Blackstone, a global alternative investment management company, announced on the 24th that its operating assets rose 12% year-on-year to a record high of $1.3 trillion in the first quarter of this year.
In the first quarter of this year, funds flowing into Blackstone reached $69 billion. It has reached about $250 billion in cumulative terms over the past 12 months. Analysts say that the company has achieved even results in an environment where market volatility has increased due to the war in Iran and uncertainties related to artificial intelligence (AI).
Among them, the growth of the infrastructure sector was remarkable. The size of the global data center portfolio, including infrastructure assets under construction, has already exceeded $150 billion. It has even secured a $160 billion development pipeline. In addition, it is also participating in the modernization and expansion of the U.S. power grid to cope with the rapidly increasing demand for data center power.

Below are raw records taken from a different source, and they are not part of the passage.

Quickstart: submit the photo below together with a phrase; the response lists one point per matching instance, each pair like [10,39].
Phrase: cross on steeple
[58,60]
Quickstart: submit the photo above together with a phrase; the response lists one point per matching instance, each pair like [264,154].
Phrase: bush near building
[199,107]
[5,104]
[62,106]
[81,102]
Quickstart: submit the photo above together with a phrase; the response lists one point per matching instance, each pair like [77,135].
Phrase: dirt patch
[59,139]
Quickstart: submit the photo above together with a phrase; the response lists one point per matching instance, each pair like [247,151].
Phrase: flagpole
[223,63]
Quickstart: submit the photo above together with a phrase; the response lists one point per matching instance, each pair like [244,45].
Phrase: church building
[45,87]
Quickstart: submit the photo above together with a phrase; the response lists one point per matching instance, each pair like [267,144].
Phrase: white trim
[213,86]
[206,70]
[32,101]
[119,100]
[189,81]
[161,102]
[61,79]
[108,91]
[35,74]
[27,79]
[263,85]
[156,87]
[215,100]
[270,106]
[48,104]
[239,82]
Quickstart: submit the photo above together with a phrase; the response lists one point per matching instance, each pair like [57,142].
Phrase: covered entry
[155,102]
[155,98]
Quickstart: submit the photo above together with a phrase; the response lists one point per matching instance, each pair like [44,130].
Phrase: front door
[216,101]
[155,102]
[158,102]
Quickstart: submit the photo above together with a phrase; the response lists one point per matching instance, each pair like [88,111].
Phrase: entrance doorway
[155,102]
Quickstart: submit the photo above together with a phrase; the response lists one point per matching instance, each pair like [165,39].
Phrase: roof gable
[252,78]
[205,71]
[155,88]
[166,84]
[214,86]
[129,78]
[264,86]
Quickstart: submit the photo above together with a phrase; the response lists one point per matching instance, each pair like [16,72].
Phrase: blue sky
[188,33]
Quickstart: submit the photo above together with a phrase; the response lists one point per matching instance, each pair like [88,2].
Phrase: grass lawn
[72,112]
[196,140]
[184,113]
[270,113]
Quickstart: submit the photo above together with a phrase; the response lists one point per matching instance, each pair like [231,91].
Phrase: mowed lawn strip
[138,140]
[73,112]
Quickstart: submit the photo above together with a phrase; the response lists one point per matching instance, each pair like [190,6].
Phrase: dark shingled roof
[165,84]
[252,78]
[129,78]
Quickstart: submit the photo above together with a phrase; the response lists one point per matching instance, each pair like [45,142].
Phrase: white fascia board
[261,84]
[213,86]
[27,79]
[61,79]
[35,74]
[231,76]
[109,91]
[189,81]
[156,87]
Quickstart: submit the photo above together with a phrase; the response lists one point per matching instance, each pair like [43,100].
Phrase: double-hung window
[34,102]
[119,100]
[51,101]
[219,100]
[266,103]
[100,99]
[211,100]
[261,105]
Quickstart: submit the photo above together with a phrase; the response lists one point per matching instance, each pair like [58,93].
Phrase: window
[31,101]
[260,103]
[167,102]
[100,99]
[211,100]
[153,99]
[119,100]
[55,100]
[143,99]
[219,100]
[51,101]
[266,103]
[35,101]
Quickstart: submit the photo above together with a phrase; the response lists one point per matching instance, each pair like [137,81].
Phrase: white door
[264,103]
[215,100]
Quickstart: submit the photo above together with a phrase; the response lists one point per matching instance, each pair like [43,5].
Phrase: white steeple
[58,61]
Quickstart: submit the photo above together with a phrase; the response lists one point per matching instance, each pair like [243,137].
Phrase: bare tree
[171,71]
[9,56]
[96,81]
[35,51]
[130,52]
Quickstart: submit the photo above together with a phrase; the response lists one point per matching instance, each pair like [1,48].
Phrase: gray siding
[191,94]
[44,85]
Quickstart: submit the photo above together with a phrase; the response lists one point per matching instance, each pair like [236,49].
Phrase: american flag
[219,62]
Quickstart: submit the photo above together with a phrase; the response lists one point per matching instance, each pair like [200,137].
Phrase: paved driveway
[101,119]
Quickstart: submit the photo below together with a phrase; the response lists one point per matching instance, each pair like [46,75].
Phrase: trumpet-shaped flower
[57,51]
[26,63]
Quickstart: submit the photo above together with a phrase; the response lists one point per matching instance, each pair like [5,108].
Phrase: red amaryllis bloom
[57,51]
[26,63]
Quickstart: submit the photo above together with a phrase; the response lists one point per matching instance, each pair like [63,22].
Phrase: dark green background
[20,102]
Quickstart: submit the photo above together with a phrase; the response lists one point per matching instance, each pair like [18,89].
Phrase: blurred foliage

The credit and insurance (BXCI) segment also grew 18% year-over-year. In particular, in the first quarter, the company achieved the highest level of performance ever in raising funds for institutional and insurance customers. Blackstone is expanding its role as a capital provider across the real economy, including infrastructure, residential finance, consumer finance, commercial finance, and aircraft leasing.
The private well sector also continued to grow. Operating assets in the sector rose 14% year-on-year to $310 billion, nearly tripling over the past five years.
“Despite a period of very high market volatility, Blackstone achieved excellent first-quarter performance through an inflow of funds worth approximately $70 billion and improved performance across its key strategy,” said Stephen Schwartzman, Chairman and CEO of Blackstone.